Ce n’est donc qu’avec près de 2 mois de retard, alors que l’épidémie est en train de s’éteindre et tandis que ces chiffres s’affichent comme inacceptables aux yeux de l’opinion publique, que des mesures plus pertinentes sont prises. Pourtant, comment se satisfaire de visites, maintenant autorisées, mais qui souvent doivent se dérouler, de façon furtive, au travers d’une vitre, voire en présence d’un agent attentif.
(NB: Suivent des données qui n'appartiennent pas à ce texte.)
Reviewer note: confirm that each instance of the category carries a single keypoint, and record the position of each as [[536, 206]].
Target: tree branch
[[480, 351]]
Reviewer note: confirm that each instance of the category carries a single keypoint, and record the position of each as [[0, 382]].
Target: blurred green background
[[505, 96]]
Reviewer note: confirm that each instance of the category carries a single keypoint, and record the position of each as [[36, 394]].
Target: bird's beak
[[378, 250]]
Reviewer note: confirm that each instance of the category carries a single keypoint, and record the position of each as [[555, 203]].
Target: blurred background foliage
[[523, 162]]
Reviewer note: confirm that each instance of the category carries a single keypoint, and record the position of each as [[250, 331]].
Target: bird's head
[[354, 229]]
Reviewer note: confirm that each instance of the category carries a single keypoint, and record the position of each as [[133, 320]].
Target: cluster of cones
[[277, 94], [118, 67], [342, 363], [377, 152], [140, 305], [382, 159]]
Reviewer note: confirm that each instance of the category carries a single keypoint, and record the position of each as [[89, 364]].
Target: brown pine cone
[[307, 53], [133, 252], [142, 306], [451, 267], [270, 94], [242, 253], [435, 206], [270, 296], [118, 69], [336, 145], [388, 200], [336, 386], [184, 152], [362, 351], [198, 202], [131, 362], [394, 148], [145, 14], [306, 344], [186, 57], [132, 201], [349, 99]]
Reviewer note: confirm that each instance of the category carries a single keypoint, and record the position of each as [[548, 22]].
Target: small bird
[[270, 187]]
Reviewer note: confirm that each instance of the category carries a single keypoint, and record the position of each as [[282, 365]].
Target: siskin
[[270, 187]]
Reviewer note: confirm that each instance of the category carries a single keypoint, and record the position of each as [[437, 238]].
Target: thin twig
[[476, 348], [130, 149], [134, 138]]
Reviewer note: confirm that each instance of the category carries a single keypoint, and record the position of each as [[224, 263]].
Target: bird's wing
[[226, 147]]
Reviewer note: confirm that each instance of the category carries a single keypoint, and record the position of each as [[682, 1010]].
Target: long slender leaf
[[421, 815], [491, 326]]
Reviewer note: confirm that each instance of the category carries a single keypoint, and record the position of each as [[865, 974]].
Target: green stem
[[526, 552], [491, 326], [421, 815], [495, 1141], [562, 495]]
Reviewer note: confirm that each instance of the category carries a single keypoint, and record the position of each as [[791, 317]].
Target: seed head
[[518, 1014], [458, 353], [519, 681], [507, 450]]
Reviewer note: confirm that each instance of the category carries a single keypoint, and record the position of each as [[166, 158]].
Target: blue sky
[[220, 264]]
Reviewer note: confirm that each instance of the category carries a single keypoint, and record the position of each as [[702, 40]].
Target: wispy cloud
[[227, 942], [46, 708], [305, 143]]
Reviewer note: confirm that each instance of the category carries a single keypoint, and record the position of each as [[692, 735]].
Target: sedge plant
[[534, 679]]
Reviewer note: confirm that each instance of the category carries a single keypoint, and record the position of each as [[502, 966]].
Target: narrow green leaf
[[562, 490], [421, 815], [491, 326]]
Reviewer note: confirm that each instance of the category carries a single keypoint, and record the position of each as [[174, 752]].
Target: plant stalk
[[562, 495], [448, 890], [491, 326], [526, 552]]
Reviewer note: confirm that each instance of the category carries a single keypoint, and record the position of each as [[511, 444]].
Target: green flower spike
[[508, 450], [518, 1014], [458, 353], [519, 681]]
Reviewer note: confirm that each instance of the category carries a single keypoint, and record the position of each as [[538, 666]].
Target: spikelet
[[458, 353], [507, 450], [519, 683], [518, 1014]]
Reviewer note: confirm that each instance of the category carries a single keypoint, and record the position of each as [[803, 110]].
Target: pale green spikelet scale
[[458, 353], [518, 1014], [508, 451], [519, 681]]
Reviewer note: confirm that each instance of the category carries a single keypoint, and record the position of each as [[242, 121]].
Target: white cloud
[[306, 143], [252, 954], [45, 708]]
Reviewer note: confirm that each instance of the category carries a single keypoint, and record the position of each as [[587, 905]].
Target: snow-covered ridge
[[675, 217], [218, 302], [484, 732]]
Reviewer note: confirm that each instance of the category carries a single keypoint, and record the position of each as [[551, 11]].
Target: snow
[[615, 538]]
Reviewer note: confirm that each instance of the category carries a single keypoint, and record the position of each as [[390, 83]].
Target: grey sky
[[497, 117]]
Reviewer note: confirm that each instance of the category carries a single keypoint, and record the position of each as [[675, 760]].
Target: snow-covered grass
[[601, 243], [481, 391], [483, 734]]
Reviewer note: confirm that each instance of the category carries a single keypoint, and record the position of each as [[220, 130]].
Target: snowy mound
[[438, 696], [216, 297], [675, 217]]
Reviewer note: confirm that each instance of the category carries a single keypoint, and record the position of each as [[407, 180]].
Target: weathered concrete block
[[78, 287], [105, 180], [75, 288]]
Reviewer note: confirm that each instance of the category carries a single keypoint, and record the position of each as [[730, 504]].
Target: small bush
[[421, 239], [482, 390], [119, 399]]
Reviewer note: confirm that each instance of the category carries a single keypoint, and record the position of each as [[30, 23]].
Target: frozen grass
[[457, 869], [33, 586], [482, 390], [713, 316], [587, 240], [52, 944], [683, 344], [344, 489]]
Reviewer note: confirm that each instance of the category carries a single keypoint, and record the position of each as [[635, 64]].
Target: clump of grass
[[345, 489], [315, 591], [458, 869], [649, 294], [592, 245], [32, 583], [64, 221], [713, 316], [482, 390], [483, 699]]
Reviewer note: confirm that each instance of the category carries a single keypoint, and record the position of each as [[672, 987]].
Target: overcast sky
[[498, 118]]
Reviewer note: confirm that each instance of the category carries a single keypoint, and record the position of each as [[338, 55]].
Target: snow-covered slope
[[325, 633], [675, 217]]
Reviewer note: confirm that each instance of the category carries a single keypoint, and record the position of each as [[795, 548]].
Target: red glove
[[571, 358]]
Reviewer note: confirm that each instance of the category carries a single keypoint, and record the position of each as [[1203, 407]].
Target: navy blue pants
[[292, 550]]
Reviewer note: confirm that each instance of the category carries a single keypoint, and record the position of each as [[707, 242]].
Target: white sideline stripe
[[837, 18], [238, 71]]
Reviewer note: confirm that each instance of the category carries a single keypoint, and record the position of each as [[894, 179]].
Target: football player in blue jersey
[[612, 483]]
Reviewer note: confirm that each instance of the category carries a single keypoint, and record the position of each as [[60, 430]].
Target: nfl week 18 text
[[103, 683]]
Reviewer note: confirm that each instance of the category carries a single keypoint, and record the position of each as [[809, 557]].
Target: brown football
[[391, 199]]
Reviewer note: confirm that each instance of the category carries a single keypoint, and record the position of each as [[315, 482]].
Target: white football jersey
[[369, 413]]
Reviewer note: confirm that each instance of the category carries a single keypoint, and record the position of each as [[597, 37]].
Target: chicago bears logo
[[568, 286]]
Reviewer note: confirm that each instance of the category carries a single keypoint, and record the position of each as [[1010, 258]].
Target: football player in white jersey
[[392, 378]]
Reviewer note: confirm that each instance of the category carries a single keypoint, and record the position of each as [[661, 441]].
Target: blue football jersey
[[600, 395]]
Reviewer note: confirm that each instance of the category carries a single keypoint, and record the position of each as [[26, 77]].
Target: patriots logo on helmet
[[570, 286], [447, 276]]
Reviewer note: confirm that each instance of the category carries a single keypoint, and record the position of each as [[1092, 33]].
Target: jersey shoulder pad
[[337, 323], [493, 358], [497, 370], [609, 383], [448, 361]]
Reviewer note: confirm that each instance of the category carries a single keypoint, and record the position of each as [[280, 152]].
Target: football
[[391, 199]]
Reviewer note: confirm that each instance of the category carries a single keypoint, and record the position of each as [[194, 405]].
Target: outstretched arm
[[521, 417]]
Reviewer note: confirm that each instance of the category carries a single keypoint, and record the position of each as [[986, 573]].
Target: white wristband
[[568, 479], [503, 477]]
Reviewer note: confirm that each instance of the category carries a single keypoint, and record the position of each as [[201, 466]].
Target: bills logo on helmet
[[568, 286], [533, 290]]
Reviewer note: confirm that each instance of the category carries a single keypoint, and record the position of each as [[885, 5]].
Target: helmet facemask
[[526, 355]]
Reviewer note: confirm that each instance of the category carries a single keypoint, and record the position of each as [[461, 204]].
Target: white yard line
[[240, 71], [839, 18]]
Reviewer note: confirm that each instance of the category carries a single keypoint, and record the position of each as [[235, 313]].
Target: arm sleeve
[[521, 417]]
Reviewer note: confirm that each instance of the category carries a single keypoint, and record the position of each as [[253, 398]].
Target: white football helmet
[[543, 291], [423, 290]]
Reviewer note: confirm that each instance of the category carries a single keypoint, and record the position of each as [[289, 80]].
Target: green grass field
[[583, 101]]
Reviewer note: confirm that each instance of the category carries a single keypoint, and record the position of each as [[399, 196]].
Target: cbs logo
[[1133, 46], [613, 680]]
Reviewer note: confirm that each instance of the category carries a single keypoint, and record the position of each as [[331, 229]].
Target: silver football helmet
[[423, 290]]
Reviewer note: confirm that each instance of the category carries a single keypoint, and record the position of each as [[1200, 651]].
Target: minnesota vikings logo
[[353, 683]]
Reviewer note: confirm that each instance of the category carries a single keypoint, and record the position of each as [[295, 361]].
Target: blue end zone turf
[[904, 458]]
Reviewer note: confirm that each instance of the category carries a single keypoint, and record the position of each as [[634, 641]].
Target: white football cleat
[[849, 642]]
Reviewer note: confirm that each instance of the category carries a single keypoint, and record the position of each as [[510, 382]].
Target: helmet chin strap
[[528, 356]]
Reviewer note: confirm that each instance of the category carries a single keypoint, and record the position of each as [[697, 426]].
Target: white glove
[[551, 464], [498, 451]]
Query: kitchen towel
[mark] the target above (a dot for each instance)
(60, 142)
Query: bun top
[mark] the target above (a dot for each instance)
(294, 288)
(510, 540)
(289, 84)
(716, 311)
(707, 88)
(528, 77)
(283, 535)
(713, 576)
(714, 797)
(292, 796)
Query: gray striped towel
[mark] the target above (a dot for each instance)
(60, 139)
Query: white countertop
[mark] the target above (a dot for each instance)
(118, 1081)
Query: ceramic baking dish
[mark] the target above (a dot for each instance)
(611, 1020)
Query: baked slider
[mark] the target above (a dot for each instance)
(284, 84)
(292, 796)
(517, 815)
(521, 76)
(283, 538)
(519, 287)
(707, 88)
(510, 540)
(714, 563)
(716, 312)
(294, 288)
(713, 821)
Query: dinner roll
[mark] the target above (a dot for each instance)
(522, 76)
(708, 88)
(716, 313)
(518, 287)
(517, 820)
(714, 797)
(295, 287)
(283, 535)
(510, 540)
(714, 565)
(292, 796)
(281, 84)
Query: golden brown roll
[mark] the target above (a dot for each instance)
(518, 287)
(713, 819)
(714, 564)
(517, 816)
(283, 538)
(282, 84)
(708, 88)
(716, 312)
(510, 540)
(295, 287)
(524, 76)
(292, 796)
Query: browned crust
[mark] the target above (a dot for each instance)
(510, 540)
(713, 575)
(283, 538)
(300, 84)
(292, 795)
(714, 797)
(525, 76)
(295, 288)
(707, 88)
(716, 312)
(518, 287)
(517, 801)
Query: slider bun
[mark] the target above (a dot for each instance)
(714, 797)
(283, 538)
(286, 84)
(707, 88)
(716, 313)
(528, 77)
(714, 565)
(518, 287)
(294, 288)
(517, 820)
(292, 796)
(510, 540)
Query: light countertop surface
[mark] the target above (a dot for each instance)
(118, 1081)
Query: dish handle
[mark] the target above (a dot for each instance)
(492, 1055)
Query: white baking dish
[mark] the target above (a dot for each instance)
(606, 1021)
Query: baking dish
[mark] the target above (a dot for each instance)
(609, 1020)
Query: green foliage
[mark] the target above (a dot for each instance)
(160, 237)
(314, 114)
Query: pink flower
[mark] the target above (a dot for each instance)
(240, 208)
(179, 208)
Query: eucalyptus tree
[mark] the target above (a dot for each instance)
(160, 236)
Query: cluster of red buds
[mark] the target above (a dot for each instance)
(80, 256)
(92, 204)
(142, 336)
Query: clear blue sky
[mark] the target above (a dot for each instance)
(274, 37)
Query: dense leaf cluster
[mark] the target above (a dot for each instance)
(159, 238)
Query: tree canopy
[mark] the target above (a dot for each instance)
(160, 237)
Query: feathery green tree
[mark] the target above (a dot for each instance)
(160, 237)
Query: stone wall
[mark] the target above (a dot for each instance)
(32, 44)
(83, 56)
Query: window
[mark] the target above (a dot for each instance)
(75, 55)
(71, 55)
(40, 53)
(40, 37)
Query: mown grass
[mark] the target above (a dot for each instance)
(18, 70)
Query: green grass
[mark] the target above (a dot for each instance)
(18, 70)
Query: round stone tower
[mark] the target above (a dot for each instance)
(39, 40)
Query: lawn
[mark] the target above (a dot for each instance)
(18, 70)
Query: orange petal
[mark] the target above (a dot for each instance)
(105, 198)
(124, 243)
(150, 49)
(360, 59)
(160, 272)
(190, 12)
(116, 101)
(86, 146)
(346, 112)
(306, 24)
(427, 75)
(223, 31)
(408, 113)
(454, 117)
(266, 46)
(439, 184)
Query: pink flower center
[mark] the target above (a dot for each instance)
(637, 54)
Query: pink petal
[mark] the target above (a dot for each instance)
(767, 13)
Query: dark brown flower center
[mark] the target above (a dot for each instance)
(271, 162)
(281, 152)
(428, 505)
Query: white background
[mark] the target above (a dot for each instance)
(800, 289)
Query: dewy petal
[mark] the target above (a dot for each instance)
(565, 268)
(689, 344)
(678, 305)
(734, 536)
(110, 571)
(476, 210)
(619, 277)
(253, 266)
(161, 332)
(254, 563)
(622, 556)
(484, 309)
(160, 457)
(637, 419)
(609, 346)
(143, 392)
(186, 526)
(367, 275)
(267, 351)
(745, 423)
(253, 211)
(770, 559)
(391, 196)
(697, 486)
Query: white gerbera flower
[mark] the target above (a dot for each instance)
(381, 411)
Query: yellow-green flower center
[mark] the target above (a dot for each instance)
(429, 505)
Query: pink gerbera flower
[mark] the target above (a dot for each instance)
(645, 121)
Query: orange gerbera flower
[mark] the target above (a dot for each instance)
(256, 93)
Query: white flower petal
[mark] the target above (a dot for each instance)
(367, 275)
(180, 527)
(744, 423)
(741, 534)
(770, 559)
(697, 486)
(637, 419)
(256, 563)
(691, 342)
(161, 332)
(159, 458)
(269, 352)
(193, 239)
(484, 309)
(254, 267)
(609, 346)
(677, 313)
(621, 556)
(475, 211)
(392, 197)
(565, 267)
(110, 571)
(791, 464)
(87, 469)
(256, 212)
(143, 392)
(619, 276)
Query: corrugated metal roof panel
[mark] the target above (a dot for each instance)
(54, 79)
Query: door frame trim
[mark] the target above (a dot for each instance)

Est-ce parce que l’on est vieux et parfois dément, que l’on ne serait plus qu’un corps dont la vie doit être protégée au mépris de l’être social que l’on était, et de son intimité ? Quelle réflexion éthique a-t-elle pu légitimer des pratiques qui ne peuvent évoquer que l’univers carcéral ? N’entrevoit-on pas là en fait, l’autre explication aux erreurs fatales que nous avons évoquées : une société qui, trop souvent, perçoit la personne âgée dépendante – qui plus est lorsqu’elle est institutionnalisée –, comme celle d’un être dont la vie est certes précieuse, mais qui serait en même temps déshumanisée, privée de désir et d’affect… à l’image d’un État qui la représente et qui semble préférer systématiquement le contrôle inefficient de ses citoyens à leur responsabilisation assumée."